The duration of monotherapy ranged from 132 to 1968 days; 67.3% were on monotherapy for 18 months to 4 years.

In this analysis, 67.3% of patients on monotherapy for at least 3 months completed the study. As shown in table 1, 2% discontinued due to adverse events and 6.1% discontinued due to lack or loss of efficacy.
Over the course of the long-term study, subjects in the monotherapy group had a very low seizure frequency per week and had a high likelihood of being seizure-free (figure 1). This is consistent with clinical practice, where patients responding well to polytherapy will be selected for withdrawal to monotherapy. Seizure frequency remained stable in all cohorts, an indication of the sustained efficacy of levetiracetam.
Using survival analysis techniques, the probability of being seizure-free for at least 12 weeks was 64.2%. The probability of having a seizure-free period of at least 24 weeks (almost 6 months), at least 48 weeks (almost 1 year), and at least 156 weeks (almost 3 years) was 57.5%, 54.8%, and 52.2%, respectively. One subject was seizure-free for 276 weeks (about 5.3 years) when the study was terminated.
In general, levetiracetam was very well tolerated. The types of adverse events were consistent with the known adverse event profile of levetiracetam.
The long-term database also included 456 patients who were not on monotherapy for at least 3 months at the end of the study. The demographic characteristics of this group were similar to those of the monotherapy group (table 2), and 52.9% of patients completed the study. 

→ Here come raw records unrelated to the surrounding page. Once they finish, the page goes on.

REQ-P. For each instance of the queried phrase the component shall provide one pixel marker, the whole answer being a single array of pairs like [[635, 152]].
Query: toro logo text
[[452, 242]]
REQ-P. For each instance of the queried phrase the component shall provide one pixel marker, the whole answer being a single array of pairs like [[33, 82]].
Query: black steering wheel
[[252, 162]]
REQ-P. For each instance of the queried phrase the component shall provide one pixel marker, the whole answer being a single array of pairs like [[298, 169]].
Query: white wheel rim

Table 2. Long-term experience with levetiracetam in subjects not on monotherapy for at least 3 months at study end (N  = 456)

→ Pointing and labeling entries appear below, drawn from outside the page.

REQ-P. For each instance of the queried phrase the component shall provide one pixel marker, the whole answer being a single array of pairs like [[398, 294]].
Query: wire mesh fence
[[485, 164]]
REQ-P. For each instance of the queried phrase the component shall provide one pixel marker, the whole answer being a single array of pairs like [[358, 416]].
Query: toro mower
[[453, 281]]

Demographic characteristics  
 Mean (SD) age, y 37.7 (12.5)
 Male, n (%) 251 (55%)
 White, n (%) 393 (86.2%)
 Mean (SD) weight, kg 72.8 (15.2)
 Mean (SD) body mass index, kg/m2 25.3 (4.5)
Disposition of subjects
 ITT population 456 (100%)
 Completed study 241 (52.9%)
 Discontinued study 215 (47.1%)
 Adverse event 38 (8.3%)
 Lack/loss of efficacy 135 (29.6%)
 Lost to follow-up 8 (1.8%)
 Withdrawal of consent 24 (5.3%)
 Other reason 10 (2.2%)
Adverse events
 Total no. of adverse events 4169
 Subjects with at least one adverse event 394 (86.4%)
 Subjects with adverse events that led to discontinuation or dose reduction 95 (20.8%)
 Subjects with treatment-related adverse events 228 (50%)
 Subjects with serious adverse events 154 (33.8%)
 Subjects with treatment-related serious adverse events 15 (3.3%)
 No. of deaths 11 (2.4%)

As in the monotherapy group, seizure frequency remained stable over time (figure 2), an indication of the sustained efficacy of levetiracetam in this group as well.
The probability of being seizure-free for at least 12 weeks was 24.8%. The probability of having a seizure-free period of at least 24 weeks (almost 6 months), at least 48 weeks (almost 1 year), and at least 156 weeks (almost 3 years) was 20.1%, 17.6%, and 16.2% respectively. Two subjects were seizure-free for at least 300 weeks (about 5.8 years) and then left the study.
The adverse event profile in this group was also consistent with the known adverse event profile of levetiracetam.

Conclusions

The discovery and approval of many new AEDs in recent years has greatly increased the treatment options available to patients with refractory epilepsy. Most of the newer agents have been used as add-on drugs in clinical trials and medical practice. It has become clear, however, that monotherapy may be the treatment of choice for new-onset and refractory epilepsy, given the lower risk of adverse events and drug interactions [2].
The key difference between levetiracetam and other AEDs is its combination of efficacy, excellent tolerability, and ease of use. Recent studies have shown that levetiracetam demonstrates efficacy in many patients with refractory epilepsy as add-on therapy, and there is preliminary evidence for efficacy as monotherapy. Experience with levetiracetam monotherapy (up to 7 years) lends supportive evidence that levetiracetam monotherapy may be a safe, effective, and rational choice for the treatment of partial seizures.